Bone marrow (BM) mesenchymal stromal/stem cells (MSC) are therapeutic tools in regenerative
medicine and oncology. MSC isolation is often performed starting from a separation
step based on research-grade 1.077 g/mL density gradient media (DGM). However, MSC
clinical application should require the introduction of good manufacturing practice
(GMP) reagents. We took advantage of two novel GMP DGM with densities of 1.077 and
1.073 g/mL (Ficoll-Paque PREMIUM and Ficoll-Paque PREMIUM 1.073, respectively) to
test whether these reagents could isolate MSC efficiently while simultaneously comparing
their performance.
BM samples were processed using either 1.077 or 1.073 g/mL GMP DGM. BM mononucleated
cell (MNC) fractions were analyzed for viability, immunophenotype, clonogenic potential,
ex vivo expansion and differentiation potential.
No differences were noticed in cell recovery and viability between the groups. Fluorescence-activated
cell-sorting (FACS) analyzes on freshly isolated cells indicated that the 1.073 g/mL
GMP DGM more efficiently depleted the CD45(+) fraction in comparison with 1.077 GMP
DGM. Moreover, in the 1.073 group, fibroblastic colony-forming units (CFU-F) were
1.5 times higher and the final MSC yield 1.8 times increased after four passages.
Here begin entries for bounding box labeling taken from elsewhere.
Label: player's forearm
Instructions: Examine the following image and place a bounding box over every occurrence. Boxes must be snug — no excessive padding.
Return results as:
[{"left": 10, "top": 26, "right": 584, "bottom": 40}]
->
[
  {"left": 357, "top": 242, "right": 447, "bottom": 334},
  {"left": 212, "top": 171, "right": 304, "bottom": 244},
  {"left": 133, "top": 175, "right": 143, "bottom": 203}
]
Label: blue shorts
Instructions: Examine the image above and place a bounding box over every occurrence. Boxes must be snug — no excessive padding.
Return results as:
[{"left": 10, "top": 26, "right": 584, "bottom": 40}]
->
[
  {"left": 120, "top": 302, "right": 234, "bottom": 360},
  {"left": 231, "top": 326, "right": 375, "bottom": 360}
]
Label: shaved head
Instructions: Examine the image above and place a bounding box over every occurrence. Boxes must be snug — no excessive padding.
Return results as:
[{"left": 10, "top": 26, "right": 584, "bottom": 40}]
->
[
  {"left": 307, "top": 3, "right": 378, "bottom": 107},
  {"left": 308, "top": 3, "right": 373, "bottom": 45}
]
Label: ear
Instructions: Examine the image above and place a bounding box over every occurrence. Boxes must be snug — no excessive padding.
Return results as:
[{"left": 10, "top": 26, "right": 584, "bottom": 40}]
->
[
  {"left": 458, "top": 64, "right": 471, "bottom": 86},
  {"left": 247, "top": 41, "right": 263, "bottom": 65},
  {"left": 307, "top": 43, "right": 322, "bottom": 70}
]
Both reagents isolated MSC with the expected phenotype; however, 1.073-isolated MSC
showed a higher expression of CD90, CD146 and GD2. Additionally, MSC from both groups
were capable of fully differentiating into bone, adipose cells and cartilage.
Both GMP DGM enriched MSC from BM samples, suggesting that these reagents would be
suitable for clinical-grade expansions. In addition, the density of 1.073 g/mL provides
a significant advantage over 1.077 g/mL GMP DGM, impacting the quantity of MSC obtained
and reducing the ex vivo expansion time for optimized cell-based clinical applications.